In a marriage of the ultimate convenience, Google Drive and Google Chrome are to work together in the most crazily productive way ever. And it’s going to blow your socks off.

We’ve already seen how the search giant plans to blur the lines between local and web on Windows and OS X by letting local files ‘associate’ with compatible Chrome Apps.

This hand-off is about to become a two way street. With the rollout of a new extension, you’ll able to do the opposite: open files from Google Drive on the web in a local, native app using Chrome.

Driving Productivity

The feature works using a new Chrome extension called Application Launcher for Drive (by Google) and an updated version of the Drive desktop syncing client.

Working together, the feature allows you to open files from Google Drive in a compatible app installed on your Windows or Mac PC. You don’t need to download the file, sync it to your desktop or anything else.

This would allow you to, for example, open a .psd file in Photoshop, a .png in Microsoft Paint or a .pdf file in Adobe Reader.

Google say all changes you make to the document while open in a native app are saved and synced back to Google Drive.

Rachel Barton, Product Manager of Google Drive, sums up the benefits in a blog post announcing the feature:

“So, no matter what you keep in Drive, using the web to access and manage files doesn’t mean you’re limited to using applications that only work in your browser.”

Trying it Out

If you’re excited to try it out you can…sort of.

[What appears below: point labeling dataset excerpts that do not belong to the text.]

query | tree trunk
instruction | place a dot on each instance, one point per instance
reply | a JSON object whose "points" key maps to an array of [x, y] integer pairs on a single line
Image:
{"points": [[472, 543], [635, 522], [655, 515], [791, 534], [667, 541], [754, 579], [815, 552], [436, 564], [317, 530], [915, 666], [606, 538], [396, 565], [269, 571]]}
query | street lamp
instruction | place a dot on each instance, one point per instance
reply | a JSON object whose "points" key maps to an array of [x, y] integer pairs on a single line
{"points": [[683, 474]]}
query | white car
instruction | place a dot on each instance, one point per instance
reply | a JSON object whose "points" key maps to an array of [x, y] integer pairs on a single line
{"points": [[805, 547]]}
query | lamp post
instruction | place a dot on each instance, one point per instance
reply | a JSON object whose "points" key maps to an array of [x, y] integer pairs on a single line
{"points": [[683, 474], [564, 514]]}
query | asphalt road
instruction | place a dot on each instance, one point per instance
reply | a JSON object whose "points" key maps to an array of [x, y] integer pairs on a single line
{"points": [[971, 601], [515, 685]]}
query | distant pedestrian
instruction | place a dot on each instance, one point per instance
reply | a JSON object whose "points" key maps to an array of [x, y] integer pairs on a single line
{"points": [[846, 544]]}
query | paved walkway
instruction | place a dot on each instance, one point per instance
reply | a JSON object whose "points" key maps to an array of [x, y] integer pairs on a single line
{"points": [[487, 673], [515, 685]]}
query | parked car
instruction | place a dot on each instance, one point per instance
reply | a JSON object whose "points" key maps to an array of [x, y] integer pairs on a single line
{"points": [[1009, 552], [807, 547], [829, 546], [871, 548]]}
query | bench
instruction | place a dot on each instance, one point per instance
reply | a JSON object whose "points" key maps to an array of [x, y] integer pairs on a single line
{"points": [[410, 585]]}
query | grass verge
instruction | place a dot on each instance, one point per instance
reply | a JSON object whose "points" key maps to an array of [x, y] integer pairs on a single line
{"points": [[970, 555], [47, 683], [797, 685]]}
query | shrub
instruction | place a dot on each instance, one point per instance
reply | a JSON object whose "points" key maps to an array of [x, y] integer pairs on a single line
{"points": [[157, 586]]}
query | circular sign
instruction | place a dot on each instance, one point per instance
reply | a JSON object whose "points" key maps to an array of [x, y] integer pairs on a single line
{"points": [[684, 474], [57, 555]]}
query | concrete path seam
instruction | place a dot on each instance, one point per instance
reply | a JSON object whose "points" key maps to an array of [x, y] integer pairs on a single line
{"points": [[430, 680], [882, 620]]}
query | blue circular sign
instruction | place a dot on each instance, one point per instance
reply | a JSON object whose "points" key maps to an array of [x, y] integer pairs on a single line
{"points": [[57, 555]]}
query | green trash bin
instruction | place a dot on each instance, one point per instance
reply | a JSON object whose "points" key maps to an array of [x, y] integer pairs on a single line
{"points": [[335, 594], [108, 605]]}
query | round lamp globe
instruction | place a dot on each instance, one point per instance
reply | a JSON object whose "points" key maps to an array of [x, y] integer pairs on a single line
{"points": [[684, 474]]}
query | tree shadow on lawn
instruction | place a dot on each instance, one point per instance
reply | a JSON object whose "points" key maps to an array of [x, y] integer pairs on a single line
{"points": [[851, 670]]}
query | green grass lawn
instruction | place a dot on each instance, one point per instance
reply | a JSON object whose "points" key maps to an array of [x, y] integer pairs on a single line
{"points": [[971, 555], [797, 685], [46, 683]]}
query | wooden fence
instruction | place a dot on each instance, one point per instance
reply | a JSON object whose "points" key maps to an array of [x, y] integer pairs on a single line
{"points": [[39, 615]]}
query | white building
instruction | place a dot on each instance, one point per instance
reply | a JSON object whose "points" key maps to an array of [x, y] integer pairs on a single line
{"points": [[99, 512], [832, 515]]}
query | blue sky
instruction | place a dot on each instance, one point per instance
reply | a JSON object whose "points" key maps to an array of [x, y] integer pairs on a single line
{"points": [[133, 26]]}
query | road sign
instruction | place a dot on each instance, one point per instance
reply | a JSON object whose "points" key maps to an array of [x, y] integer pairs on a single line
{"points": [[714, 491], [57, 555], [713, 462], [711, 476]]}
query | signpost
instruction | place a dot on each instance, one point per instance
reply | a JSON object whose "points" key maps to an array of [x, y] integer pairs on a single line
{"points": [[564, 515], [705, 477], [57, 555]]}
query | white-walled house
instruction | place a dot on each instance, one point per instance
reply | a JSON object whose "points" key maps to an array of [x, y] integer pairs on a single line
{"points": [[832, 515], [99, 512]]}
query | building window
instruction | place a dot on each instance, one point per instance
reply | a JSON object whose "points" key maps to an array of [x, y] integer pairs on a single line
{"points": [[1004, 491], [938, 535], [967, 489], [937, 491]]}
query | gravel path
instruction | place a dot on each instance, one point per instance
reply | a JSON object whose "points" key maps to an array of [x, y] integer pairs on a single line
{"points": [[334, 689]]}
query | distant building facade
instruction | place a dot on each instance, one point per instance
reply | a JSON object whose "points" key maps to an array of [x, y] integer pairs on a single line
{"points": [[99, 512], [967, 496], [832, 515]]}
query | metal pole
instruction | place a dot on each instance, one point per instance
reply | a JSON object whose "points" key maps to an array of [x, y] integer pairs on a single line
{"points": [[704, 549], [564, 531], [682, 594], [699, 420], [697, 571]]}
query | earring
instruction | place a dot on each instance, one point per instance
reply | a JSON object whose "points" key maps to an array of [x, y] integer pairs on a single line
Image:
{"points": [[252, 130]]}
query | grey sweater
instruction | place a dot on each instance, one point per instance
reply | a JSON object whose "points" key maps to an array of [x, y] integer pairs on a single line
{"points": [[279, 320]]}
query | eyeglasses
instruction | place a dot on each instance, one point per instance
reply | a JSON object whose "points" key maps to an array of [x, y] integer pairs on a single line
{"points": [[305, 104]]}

First off, you need to be running Windows or OS X and have the latest version of the native Google Drive sync client installed. This is a requirement; without Google Drive client installed the web service has no idea what compatible apps you have installed on your computer.

Download Google Drive for PC & Mac

Secondly, the feature currently only works in Google Chrome on Windows and Mac OS X with the ‘Application Launcher for Drive’ extension installed (which you may already have, as Google seems to have added it in the background). You also need to be using the ‘new’ Drive interface.

‘Application Launcher for Drive’ Extension on Chrome Web Store

If you check off all the requirements above but still don’t see local apps listed in Drive’s right-click menu try rebooting — this seems to kick the feature into gear.

If the web and the desktop continue to blur at this pace, we’ll be needing some pretty strong glasses to separate them in the future!